Башня. Новый Ковчег 6

Шрифт:
Пролог
В воздухе медленно порхали стрекозы. Одна из них зависла прямо над лицом, слышно было лёгкое стрекотание тонких, невесомых крыльев, похожее на звук старой шлифовальной машинки, что стояла в школьных мастерских. Сквозь опущенные ресницы Гриша наблюдал за стрекозой, мелкие чешуйки на крылышках насекомого напоминали застывшие перламутровые капельки или блёстки. От отражающегося в них света слегка слезились глаза. В другой раз он бы непременно поймал стрекозу, чтобы засунуть потом Варьке за шиворот (хотя нет, Варьке неинтересно, Варька стрекоз не боится, сама их ловит), но сейчас было лениво. Солнце, не по-сентябрьски тёплое, мягко касалось Гришиного круглого озорного лица, золотило и без того выгоревшие за лето волосы
Гриша мягко перекатился со спины на бок ближе к краю обрыва, сел, опустил босые ноги в воду. В этом месте их речка делала поворот, образуя небольшую заводь. Вода здесь хорошо прогревалась и в жаркие летние дни становилась такой тёплой, что ребятню приходилось выгонять на берег насильно. Впрочем, выгонять особо было некому — летом самая страда, все взрослые на работе, — поэтому с начала июля вплоть до середины августа, а иногда и до сентября, как в этом году, берега их Кедровки были усеяны детворой, и раскалённое марево воздуха звенело детскими голосами.
Сам Гриша в заводи, конечно, не купался. Западло с малышнёй всякой в лягушатнике барахтаться. Они с пацанами гоняли на велосипедах вверх по течению на восточный край Города, к которому примыкал Рабочий посёлок. Там жили в основном те, кто работал на АЭС. Оттуда уже видна была Башня — уродливым серым исполином высилась она над зелёными макушками раскинувшейся тайги, утыкалась в небо, застревая в ярко-белых, похожих на плотную перину облаках.
Вместе с поселковыми они купались рядом с Илюшинской лесопилкой. Здесь Кедровка была не такой широкой, как в Городе, зато быстрой, стремительной, злой — поселковые говорили, что выше начинаются пороги. На порогах Грише бывать ещё не доводилось, да он вообще мало где бывал. Ну в Башню их возили на экскурсию от школы не так давно, да только что он там не видел, стоит себе эдакая железобетонная дура, осколок истории (Башня Гришу интересовала слабо), а вот пороги — это вещь. На пороги бы Гриша сгонял, но отец узнает, точно убьёт. Он и в посёлок-то особо ездить не позволял, но тут Гриша его разрешения сильно и не спрашивал. Меньше знает, крепче спит — так говорила Варька, повторяя, по всей видимости, мудрость своего родителя, и вот тут Гриша был с Варькой полностью согласен.

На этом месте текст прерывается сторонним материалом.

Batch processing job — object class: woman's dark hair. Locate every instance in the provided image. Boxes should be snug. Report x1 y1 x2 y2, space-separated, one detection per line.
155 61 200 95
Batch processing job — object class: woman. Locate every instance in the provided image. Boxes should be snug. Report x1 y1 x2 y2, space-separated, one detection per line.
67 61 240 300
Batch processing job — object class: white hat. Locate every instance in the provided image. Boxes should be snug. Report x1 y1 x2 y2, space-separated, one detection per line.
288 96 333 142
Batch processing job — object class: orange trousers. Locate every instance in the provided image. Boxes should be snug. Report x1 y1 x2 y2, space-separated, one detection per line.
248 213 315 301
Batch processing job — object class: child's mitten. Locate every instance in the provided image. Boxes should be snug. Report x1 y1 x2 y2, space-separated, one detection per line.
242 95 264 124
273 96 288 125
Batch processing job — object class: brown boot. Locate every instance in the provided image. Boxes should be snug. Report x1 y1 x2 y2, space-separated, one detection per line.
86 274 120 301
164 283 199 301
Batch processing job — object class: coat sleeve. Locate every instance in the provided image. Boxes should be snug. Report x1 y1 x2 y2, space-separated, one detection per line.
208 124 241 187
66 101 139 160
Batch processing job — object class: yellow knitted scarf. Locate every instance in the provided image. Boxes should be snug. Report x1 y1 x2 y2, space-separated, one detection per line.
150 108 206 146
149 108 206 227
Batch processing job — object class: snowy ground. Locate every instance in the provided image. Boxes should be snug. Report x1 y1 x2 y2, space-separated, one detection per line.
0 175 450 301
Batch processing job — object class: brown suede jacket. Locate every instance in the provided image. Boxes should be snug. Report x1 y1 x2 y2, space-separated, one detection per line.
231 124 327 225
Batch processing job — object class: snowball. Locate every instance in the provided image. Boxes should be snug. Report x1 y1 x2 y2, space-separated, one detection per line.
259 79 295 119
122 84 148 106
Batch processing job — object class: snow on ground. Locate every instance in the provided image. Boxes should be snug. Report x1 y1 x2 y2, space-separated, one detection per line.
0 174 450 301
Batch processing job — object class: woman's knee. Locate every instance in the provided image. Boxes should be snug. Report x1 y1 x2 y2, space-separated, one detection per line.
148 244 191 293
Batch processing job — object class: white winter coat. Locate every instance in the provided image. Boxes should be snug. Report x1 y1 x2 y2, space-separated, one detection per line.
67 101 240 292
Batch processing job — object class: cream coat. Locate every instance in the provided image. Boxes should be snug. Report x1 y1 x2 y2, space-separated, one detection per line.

Вода мягко щекотала ноги, и Гриша испытал острое желание раздеться и искупнуться. Сейчас, когда здесь никого из мелких не было, чего бы и не окунуться разок. Он быстро скинул с себя одежду, бросил её рядом с валяющимися тут же в траве старыми разношенными сандалиями. Сандалии Гриша не любил, летом предпочитал гонять босиком, забирая песок грязными ногами и поднимая фонтаном дорожную пыль, но сейчас мама заставляла надевать, придумала ерунду какую-то, земля холодная, а отец, как водится, её поддержал. Потом немного подумал, снять трусы или нет, но махнул рукой — успеет ещё обсохнуть, и с разбега бултыхнулся в воду. Вода, тёплая у берега, но на глубине уже достаточно прохладная, обожгла разогретую на солнышке кожу, и Гриша, по-взрослому фыркнув, быстро заработал руками и ногами. Проплыв несколько метров и привыкнув к воде, он перевернулся на спину и лениво раскинулся звездой, закрыл глаза, подставив обгоревшее лицо солнцу.
Долго в воде он, однако, не выдержал, сентябрь брал своё, пришлось вылезать на берег.
На берегу Гриша тут же пожалел, что не взял с собой что-нибудь обтереться. Вода всё же была холодной, да ещё, как назло, солнышко, которое до этого жарило, как июльское, скрылось за тучкой, дунул прохладный ветерок, и Гриша мигом покрылся гусиной кожей.
Он старательно попрыгал на одной ноге, вытрясая воду из ушей, интенсивно помотал мокрой головой, как собака, потом уселся на траву и вспомнил о своей заначке. Собственно, ради этого он сюда и притащился, ну и так… наедине побыть.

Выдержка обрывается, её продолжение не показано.